Black had sexually assaulted her in the back of his blue Ford Transit moments earlier in a lay-by beside a disused quarry two miles north on the main A7 Galashiels Road.
But his next move - to turn round and drive back through Stow on his way south to Galashiels - sealed his fate, inadvertently saved his victim's life and finally brought his murderous reign of terror to a shuddering halt.
Black, who had approached another girl in the village an hour beforehand, only to be scared off by her dog, initially said nothing as the little girl was recovered from the van.
However, as he was driven to a police station, the calculating killer started to talk, recounting the events of the day in chillingly understated fashion.
"What a day it's been,'' he said.
"It was a rush of blood. I've always liked young girls since I was a young kid.''
Fortunately, Stow resident David Herkes had witnessed the abduction taking place and had told police immediately.
Mr Herkes had been on the other side of the road as the young girl, who was on her way home after calling at a friend's house to find no-one in, walked along the pavement past the parked Transit.
He noticed her stop at the passenger's door - then suddenly she was gone, her feet whipped from her as Black pushed her into the footwell.

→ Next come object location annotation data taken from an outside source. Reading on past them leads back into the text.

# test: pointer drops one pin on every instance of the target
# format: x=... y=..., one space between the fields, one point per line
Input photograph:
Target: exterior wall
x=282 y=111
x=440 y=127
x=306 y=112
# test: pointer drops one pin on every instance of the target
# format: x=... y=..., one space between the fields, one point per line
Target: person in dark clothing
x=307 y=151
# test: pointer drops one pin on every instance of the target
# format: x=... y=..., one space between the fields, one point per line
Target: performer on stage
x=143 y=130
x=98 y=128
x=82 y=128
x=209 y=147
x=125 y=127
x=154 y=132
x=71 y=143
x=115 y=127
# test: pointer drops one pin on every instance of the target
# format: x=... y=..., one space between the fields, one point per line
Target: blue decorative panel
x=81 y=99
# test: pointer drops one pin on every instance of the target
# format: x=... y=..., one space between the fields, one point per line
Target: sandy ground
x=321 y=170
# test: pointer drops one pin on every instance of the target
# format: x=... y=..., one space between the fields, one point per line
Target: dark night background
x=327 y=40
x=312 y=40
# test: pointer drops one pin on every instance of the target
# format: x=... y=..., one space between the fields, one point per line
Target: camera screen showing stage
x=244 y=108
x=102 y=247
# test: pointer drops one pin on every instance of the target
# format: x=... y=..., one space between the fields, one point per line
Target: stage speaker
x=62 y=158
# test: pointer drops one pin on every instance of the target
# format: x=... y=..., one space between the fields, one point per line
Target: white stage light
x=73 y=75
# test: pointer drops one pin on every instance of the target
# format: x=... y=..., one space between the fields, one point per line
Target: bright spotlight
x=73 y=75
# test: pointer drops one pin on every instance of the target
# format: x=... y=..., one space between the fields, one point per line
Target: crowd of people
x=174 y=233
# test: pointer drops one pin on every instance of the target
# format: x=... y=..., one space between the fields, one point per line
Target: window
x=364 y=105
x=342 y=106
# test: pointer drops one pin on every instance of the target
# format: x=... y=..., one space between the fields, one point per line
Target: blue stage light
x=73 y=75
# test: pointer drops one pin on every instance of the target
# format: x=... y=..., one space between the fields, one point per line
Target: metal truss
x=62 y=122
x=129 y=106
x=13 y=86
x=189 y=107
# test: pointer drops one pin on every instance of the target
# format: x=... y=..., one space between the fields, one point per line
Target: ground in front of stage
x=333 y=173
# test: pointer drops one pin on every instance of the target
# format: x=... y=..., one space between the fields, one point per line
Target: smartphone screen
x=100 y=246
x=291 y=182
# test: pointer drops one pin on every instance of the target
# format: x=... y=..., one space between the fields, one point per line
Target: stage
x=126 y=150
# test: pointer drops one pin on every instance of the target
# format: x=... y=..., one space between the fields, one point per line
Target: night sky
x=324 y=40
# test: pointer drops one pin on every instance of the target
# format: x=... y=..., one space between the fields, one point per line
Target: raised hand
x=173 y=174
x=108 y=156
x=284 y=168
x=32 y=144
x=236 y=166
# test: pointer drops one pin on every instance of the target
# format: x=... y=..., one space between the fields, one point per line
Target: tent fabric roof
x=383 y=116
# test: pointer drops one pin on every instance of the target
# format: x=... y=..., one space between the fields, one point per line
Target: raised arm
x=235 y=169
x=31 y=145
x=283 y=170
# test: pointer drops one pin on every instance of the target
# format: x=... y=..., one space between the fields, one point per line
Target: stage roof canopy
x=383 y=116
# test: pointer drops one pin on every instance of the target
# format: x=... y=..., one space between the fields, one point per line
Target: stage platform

Later, Black's petrified victim, who cannot be identified for legal reasons, told officers what happened.
"He wasn't looking at me then but then he looked at me,'' she said.
"I didn't know he was a bad man then.
''He said sorry but then he grabbed me round the waist and bent me over and pushed me under the chair of the van.''
Black drove off before Mr Herkes could do anything, but he had managed to note the number plate and immediately ran to the local police station.
It was 20 minutes later, as police were just beginning to mount the search, that Black drove straight into them on the Galashiels Road.